イラクの大量破壊兵器をめぐる査察問題が、相変わらず賑々しい。一部マスコミや「平和団体」あたりにいわせると、好戦的なブッシュ政権が明日にもイラクにトマホークをぶち込みかねないようないい草のようだが、発表される米軍の予備役動員状況を見る限り、すぐに戦争かというと、ちょっと疑問に思える。
ただ、事情はどうあれ、イラクが厄介者であるという事実に変わりはない。いや、「イラク」というと語弊があって、正確には「サダム・フセイン率いるイラク」というべきか。
話の都合上、「イスラム国家の連帯」みたいな話を前面に押し出して攻撃回避に躍起になっているフセイン大統領だが、北朝鮮が共産主義国家のようでいて共産主義国家ではない (あれは「金主義国家というべきだ」) のと同じで、現在のイラクも、イスラム国家というよりは「フセイン主義国家」というべきだろう。
ぶっちゃけた話、フセイン大統領にとっては自分が神で、アラーは二の次なのではないかと思える。あの手の独裁指導者には、よくある話だ。そもそも、フセイン大統領が今の地位に就くまでに、あるいは地位に就いた後で、どれだけの死体の山を作ってきたかを考えてみれば、フセイン大統領が自分の立場を守るために手段を選ばない人物なのは、すでに明白なのだ。
そのサダム・フセインが何を目指しているかといえば、おそらくは、イラクを世界に冠たる大国に仕立てて、少なくともアラブ社会の盟主に据えることではないかと考えられる。(もし「世界の盟主に」と考えているのなら、身の程知らずもいいところだ)
そのための「ハク付け」として、強力な軍隊や各種のミサイル兵器、そして NBC 兵器があるのではないか。だからこそ、その NBC 兵器を査察によって暴かれ、取り上げられるのは、フセイン大統領にとっては生命線を絶たれるに等しい状況であるわけだ。

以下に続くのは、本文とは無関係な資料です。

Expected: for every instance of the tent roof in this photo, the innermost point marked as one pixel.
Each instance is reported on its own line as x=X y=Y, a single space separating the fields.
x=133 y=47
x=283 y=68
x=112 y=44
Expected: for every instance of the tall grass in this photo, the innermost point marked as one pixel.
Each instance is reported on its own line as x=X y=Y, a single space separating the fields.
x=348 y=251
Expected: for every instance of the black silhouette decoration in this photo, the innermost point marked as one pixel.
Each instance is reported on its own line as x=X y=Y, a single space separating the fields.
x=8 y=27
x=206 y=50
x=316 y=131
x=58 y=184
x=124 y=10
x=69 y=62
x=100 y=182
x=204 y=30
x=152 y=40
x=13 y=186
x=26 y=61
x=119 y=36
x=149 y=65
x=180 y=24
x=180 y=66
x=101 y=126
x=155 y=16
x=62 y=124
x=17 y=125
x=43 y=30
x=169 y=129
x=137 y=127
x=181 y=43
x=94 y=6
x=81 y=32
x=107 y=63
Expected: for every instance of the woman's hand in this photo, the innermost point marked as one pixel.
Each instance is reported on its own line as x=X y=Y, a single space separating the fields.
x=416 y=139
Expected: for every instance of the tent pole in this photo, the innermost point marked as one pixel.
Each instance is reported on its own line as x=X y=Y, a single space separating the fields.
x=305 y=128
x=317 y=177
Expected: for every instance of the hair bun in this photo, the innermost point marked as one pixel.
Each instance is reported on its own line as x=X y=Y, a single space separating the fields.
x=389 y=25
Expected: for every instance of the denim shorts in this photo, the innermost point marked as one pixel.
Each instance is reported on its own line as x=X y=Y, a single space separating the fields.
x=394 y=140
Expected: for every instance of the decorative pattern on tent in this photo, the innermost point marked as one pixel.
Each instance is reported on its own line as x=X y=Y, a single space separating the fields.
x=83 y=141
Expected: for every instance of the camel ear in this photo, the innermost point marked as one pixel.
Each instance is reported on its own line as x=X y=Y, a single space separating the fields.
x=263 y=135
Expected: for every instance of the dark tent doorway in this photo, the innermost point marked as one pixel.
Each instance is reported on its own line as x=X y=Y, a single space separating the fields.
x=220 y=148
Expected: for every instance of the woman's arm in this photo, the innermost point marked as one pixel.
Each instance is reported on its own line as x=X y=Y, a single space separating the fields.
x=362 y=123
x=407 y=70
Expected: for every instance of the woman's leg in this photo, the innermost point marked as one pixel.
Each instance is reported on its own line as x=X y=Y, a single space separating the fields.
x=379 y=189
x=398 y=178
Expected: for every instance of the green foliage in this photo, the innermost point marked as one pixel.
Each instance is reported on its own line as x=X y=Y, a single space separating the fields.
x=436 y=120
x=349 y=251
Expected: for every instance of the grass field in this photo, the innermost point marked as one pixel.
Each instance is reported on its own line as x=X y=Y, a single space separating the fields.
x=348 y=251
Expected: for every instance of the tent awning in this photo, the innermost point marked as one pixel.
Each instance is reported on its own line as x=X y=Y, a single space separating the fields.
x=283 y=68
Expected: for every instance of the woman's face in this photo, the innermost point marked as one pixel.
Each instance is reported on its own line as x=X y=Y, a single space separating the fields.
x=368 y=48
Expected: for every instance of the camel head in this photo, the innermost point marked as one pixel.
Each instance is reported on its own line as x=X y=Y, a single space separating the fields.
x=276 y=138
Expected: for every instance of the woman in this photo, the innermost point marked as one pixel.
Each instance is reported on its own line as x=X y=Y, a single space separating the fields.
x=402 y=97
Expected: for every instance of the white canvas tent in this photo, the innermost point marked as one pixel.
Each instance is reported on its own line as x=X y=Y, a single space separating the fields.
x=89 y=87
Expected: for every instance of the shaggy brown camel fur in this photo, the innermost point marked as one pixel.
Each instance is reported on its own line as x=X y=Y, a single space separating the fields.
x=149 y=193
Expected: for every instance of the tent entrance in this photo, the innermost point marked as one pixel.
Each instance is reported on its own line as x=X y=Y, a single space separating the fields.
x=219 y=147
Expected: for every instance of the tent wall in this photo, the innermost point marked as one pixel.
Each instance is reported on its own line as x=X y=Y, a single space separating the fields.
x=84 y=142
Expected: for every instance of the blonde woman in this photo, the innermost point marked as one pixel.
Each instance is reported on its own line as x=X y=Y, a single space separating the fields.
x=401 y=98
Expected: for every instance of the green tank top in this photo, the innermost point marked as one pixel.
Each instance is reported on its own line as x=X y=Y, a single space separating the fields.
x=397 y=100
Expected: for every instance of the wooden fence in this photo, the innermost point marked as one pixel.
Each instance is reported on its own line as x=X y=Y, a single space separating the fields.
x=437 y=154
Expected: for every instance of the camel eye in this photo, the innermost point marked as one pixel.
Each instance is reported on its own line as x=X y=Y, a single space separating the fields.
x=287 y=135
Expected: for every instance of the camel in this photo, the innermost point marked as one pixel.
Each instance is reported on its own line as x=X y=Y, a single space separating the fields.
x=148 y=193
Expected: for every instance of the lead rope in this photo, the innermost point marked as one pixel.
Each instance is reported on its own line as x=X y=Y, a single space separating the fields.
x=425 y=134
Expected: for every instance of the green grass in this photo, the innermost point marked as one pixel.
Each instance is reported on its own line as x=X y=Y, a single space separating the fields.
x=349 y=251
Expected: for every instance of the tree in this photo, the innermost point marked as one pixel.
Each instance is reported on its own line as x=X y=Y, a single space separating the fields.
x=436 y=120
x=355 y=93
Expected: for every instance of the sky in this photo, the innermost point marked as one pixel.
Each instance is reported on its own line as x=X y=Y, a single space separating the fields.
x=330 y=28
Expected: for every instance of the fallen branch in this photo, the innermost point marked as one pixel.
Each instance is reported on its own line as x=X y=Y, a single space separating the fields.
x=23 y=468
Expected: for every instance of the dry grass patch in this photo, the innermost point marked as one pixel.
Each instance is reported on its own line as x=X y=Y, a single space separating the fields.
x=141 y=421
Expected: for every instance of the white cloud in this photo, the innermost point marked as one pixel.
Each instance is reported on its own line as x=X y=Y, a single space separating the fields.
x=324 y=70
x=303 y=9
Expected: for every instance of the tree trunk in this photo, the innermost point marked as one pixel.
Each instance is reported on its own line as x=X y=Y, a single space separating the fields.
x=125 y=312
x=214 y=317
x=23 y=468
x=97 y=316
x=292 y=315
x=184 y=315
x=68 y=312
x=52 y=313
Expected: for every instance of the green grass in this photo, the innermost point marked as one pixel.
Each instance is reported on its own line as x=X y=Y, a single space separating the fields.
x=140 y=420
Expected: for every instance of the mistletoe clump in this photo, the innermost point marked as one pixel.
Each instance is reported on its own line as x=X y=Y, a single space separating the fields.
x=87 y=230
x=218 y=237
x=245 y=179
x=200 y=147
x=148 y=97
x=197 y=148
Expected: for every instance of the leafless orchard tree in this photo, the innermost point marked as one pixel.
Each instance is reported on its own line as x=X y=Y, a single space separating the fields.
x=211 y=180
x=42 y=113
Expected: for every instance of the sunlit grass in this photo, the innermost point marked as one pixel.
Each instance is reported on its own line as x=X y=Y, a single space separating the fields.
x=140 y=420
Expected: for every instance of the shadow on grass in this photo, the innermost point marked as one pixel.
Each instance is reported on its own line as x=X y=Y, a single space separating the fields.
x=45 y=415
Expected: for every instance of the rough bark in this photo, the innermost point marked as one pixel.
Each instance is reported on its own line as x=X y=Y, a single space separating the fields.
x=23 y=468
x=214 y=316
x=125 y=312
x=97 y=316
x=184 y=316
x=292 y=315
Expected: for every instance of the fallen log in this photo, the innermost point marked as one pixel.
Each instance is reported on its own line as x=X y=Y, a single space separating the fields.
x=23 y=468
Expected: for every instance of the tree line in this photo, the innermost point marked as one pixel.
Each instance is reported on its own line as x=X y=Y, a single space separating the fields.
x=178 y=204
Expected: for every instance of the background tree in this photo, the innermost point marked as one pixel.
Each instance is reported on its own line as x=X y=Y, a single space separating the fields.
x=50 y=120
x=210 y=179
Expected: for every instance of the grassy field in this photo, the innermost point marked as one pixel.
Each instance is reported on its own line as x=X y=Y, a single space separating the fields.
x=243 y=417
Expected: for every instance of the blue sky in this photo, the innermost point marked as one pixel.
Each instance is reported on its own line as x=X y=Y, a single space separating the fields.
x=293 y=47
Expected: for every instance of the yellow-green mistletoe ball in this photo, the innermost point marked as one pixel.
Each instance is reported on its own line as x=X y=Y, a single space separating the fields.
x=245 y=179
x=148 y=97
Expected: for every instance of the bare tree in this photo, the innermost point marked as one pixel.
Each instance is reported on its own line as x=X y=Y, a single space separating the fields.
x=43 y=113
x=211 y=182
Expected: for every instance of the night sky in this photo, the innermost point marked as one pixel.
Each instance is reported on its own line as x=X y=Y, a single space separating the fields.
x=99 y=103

もっとも、私が常々いっているように、国家が保有する兵器というのは、あくまで国家の戦略目的を達成するための道具に過ぎない。もちろん、裏でテロリストとの繋がりがあっても不思議ではないイラクが NBC 兵器を保有していれば、それはとんでもない脅威だ。しかし、そもそもは、そうした各種の兵器を通じて実現を図っている「世界に冠たるイラク」主義こそが、問題の根源ではないのだろうか。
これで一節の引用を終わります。